🤖 AI Explained
Fast-moving: verify before relying on this 5 min read

Multimodal Evaluation

Evaluating multimodal AI is harder than evaluating text: there is no ground truth for 'describe this image', visual hallucinations are invisible without the source image, and labelling image datasets is expensive. This module covers evaluation approaches by task type, reference datasets, hallucination detection, and how to build a practical multimodal eval pipeline.

Layer 1: Surface

Text-only evaluation has a well-worn set of tools: exact match, BLEU, semantic similarity, LLM-as-judge. These all rely on the output being evaluable without the original input artefact: a judge model can read both a question and an answer and decide if the answer is correct.

Multimodal evaluation breaks this assumption. To evaluate whether a model correctly described an image, the evaluator must have access to the image. To check whether an object mentioned in the response actually appears in the photo, you need to look at the photo. This makes automated multimodal evaluation fundamentally more difficult: it requires an evaluator that is itself capable of multimodal reasoning.

The evaluation challenge varies by task type. OCR and text extraction can use exact match or fuzzy match against a ground truth transcript: the evaluation is purely textual once you have the reference. Classification (what type of document is this?) uses standard classification metrics. Visual question answering (VQA) evaluates whether the model’s answer to a question about an image matches a set of reference answers. Free-form image description is the hardest: there may be many correct descriptions, and any factual claim needs to be verified against the image.

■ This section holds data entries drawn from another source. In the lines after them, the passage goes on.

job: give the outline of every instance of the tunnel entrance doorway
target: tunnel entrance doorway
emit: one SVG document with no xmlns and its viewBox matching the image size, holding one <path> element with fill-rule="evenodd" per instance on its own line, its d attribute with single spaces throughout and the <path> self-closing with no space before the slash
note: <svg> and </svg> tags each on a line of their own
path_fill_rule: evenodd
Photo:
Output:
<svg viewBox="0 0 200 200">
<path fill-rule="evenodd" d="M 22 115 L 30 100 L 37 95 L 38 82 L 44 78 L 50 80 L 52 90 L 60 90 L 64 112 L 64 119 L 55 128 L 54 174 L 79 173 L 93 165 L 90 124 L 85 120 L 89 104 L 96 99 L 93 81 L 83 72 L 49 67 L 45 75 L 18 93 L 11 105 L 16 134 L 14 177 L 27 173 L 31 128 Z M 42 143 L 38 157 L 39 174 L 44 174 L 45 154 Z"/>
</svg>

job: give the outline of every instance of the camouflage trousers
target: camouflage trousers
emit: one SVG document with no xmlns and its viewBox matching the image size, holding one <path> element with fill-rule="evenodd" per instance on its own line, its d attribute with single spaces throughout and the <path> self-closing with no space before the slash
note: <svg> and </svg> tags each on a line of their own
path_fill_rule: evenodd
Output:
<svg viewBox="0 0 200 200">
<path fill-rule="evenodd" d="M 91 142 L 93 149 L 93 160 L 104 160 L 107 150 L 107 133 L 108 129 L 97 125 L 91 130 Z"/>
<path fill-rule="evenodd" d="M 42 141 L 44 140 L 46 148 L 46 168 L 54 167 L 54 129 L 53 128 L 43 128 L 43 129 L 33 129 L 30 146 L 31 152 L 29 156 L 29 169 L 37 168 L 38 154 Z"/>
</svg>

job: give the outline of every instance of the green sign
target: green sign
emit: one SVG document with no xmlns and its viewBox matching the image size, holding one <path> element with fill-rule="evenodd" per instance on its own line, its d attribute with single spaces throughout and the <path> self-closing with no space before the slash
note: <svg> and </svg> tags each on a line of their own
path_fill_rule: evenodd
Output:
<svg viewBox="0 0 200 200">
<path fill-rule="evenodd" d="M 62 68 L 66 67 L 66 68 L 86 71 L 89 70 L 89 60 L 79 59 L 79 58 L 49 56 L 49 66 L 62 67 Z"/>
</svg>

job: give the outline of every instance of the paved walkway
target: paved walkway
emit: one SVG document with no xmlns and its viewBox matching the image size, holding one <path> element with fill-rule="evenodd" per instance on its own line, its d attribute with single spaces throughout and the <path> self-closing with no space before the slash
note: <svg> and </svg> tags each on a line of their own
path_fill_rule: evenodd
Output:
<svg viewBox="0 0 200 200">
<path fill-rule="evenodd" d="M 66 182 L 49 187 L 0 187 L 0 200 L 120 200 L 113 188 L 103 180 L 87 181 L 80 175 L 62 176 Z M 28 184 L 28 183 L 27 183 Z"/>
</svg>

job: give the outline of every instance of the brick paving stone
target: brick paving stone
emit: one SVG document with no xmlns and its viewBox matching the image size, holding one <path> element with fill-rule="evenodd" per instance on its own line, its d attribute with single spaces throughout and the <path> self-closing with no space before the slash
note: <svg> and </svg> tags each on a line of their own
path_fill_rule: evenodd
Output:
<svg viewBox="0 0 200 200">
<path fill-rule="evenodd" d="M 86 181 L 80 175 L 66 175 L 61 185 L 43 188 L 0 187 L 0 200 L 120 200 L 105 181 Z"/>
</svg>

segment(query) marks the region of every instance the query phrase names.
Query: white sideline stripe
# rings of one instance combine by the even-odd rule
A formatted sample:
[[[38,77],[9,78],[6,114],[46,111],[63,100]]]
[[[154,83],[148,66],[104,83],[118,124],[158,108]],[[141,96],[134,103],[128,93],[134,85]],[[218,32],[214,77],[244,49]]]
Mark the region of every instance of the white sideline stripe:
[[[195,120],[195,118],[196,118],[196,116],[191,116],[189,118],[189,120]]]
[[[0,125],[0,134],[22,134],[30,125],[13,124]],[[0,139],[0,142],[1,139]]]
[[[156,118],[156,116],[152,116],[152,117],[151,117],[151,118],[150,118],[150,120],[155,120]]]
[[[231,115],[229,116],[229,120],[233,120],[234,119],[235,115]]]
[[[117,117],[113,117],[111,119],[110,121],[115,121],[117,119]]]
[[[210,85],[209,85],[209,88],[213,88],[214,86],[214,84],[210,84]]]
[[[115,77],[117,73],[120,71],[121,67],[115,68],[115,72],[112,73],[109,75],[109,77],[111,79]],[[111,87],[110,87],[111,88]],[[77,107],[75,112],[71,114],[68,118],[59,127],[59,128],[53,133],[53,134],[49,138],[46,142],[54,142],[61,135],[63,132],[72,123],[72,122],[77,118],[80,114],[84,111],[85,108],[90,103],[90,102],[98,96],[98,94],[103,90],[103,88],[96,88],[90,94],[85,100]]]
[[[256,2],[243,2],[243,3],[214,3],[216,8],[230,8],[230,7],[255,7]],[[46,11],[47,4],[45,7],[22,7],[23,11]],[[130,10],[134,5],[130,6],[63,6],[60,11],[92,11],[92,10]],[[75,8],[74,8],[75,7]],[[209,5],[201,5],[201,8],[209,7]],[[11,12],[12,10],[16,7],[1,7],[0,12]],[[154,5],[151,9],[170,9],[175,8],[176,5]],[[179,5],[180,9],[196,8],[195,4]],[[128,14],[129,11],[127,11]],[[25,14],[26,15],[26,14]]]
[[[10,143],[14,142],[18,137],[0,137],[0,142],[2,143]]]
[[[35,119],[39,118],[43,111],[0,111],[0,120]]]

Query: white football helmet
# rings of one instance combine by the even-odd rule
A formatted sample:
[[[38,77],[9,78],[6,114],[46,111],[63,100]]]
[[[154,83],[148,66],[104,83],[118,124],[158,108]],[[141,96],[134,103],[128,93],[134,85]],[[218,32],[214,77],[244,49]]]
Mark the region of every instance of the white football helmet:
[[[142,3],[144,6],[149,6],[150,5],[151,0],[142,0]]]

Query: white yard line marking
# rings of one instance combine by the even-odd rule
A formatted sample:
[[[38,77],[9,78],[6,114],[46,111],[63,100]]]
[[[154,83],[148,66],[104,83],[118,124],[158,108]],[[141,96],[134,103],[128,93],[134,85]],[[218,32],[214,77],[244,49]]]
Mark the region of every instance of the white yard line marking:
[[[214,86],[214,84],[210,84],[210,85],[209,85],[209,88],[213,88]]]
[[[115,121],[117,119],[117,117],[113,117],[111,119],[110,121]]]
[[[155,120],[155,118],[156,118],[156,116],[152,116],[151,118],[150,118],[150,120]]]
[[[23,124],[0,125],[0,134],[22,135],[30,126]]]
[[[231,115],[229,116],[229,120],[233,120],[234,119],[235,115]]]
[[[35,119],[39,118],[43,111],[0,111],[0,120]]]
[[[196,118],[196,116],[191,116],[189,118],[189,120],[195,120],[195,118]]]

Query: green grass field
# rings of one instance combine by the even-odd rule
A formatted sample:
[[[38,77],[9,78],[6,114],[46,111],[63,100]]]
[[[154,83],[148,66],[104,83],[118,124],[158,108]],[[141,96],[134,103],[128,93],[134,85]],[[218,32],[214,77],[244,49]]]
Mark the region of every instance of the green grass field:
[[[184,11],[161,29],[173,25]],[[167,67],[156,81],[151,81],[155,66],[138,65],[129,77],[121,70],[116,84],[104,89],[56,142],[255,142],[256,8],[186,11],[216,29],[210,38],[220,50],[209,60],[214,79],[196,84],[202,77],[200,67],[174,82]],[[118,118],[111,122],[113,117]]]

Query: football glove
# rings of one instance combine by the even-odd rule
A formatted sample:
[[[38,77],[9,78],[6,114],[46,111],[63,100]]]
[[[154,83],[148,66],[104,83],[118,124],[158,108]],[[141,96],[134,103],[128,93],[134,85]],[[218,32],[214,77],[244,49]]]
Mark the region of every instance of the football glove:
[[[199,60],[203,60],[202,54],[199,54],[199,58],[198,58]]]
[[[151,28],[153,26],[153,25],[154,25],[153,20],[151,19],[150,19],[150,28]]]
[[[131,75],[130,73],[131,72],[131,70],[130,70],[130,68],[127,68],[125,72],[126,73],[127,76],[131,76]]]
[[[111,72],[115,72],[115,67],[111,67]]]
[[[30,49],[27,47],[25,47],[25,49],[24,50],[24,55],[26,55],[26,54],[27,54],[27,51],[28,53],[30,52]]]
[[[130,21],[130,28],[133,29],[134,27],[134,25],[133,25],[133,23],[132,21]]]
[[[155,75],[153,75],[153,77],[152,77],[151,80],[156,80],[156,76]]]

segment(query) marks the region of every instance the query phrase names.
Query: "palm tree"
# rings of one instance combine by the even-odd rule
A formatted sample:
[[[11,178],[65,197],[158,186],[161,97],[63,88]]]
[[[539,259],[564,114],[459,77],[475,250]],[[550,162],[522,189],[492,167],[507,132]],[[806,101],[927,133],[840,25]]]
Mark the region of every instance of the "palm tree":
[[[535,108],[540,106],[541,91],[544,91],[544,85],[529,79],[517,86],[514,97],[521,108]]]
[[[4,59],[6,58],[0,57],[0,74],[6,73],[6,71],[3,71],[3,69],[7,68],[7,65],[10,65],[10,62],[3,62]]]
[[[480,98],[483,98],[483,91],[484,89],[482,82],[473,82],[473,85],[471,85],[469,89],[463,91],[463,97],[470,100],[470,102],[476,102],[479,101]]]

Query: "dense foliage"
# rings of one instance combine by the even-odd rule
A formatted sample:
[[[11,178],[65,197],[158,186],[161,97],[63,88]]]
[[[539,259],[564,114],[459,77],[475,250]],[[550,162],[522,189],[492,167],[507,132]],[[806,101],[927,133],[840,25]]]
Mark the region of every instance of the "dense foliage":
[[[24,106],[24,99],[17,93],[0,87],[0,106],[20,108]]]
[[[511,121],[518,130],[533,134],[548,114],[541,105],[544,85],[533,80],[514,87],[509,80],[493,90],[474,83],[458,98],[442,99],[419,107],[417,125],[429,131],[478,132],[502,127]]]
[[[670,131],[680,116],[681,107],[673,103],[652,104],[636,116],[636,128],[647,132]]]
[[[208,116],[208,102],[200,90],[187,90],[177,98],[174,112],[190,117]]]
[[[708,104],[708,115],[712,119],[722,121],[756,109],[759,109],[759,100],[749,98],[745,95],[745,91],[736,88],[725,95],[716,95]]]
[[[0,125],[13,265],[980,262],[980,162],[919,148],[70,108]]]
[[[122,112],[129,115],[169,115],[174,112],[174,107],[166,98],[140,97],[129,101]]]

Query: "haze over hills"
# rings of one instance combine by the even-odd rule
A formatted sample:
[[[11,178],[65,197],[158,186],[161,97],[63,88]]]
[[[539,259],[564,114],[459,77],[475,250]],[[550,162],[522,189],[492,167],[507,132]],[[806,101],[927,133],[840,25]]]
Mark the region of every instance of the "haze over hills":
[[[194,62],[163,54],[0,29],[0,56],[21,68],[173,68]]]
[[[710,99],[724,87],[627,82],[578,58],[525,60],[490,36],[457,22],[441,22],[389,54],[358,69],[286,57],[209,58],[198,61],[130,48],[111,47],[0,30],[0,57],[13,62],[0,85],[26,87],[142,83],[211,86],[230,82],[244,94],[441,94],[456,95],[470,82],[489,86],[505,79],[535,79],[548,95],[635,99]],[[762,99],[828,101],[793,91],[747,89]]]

Visual hallucination is the most insidious failure mode. A model that describes an object not present in the image produces a response that looks completely fluent, is grammatically correct, and is plausible, but is factually wrong in a way that is undetectable without the image. Unlike text hallucinations, there is no external corpus to cross-reference against.

Why it matters

Teams that skip image-grounded verification in their eval pipeline discover VLM hallucinations in production: typically when a downstream system acts on a claim the model made about an image that turned out to be false. A quality pipeline that never checks factual claims against source images is not actually evaluating quality; it is evaluating fluency.

Production Gotcha

Common Gotcha: VLM hallucinations on images (describing objects or text that isn't present) are harder to catch than text hallucinations because there is no corpus to cross-reference against: the model confidently describes what it 'sees' and the error is only detectable by someone who can see the image. Build image-grounded verification into your eval pipeline: sample outputs and verify specific claims against the source image.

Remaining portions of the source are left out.